Felt Meaning: Where Ideas Precede Words and Images
Coleridge, Barfield, and Whitehead on the Metaphysics of Meaning
“Coleridge’s idea has nothing to do with images. It is, in his own words, ‘anterior to all images.’” So writes Owen Barfield in a footnote to his essay on Samuel Taylor Coleridge in Romanticism Comes of Age. Barfield’s comment is worth pondering, because it challenges the way so many of us think. For many people, “ideas” are assumed to be either images in the mind or words silently spoken to oneself. Indeed, much of twentieth-century Western philosophy—especially in its linguistic turn—was devoted to showing that the mind is not independent of language, and that all thinking is mediated, if not by images then by language, whether spoken or written. Against this backdrop, Barfield’s remark invites us to consider whether there may be modes of thinking in which ideas are neither pictorial nor linguistic, but are instead directly felt.
Here Barfield points toward a deeper, more primordial level of experience—one in which an idea is encountered as a concrete reality prior to the division between subject and object.
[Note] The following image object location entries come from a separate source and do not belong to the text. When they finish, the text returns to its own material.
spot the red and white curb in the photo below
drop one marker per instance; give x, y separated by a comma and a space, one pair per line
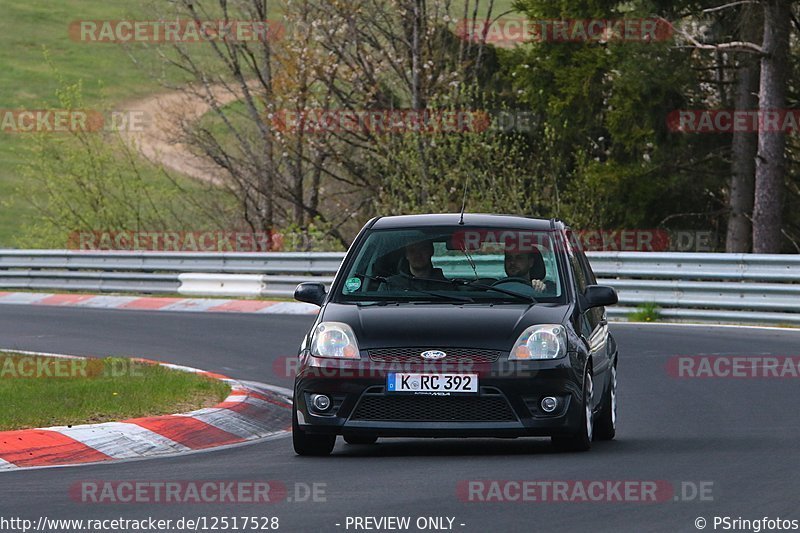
138, 303
246, 415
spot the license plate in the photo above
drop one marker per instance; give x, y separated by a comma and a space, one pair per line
460, 383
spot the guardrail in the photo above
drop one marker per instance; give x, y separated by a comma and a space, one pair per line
736, 288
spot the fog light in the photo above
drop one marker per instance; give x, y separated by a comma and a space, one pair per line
320, 402
549, 404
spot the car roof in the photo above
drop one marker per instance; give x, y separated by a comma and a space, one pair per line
470, 220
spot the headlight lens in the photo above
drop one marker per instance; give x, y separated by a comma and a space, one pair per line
547, 341
334, 340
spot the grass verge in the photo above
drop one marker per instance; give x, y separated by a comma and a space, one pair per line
46, 391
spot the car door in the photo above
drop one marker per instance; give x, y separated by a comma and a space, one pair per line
594, 325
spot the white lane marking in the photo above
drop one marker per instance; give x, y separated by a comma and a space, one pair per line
233, 422
105, 302
289, 308
270, 388
701, 325
121, 440
192, 304
23, 298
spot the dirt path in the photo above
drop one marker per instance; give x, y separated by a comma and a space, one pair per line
165, 115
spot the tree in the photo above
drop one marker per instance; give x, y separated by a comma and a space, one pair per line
771, 160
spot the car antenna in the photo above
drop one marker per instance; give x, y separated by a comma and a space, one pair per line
464, 203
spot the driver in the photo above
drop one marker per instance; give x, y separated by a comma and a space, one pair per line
518, 264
In this sense, an idea is not something the mind has so much as something the mind participates in. It is apprehended as a unity, an event of meaning in which knowing and being are momentarily fused. Such ideas are not abstract in the modern sense, nor are they reducible to mental representations. They are lived phenomena—intelligible yet preconceptual—grasped through a mode of awareness that precedes both imagery and language. To speak of ideas in this way is to recover an older understanding of thought itself, one in which meaning is not imposed upon experience from without, but arises through a direct encounter with reality as it discloses itself.
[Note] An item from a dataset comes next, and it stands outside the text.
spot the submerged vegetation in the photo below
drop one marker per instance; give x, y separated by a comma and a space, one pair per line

Whitehead’s philosophy offers a metaphysical articulation of this same intuition in explicitly process-relational terms. In Process and Reality, Whitehead insists that experience is fundamentally composed not of representations or sensations, but of feelings—prehensions through which actual entities take account of one another and of the forms (pure potentialities) that have been actualized in those entities. At the most basic level, these feelings are neither sensory nor linguistic; they are modes of grasping significance prior to conscious reflection. What Whitehead calls propositions function in a way strikingly consonant with Coleridgean ideas: they are “lures for feeling,” possibilities for the unification of experience that are felt before they are conceptualized, pictured, or named. A proposition is not primarily a statement, but an invitation—an offered pattern of meaning that may or may not be taken up in the concrescence of experience. In this light, ideas are best understood not as mental contents residing in a subject, but as relational potentials felt within the ongoing process of becoming. Meaning, on this view, is neither imposed by language nor constructed out of signs alone; it is already operative in experience itself, as part of the world’s own self-articulation. Language and imagery give form and durability to these felt meanings, but they do not create them from nothing. They articulate what is first encountered, more primitively, as a lived unity of feeling, significance, and aim.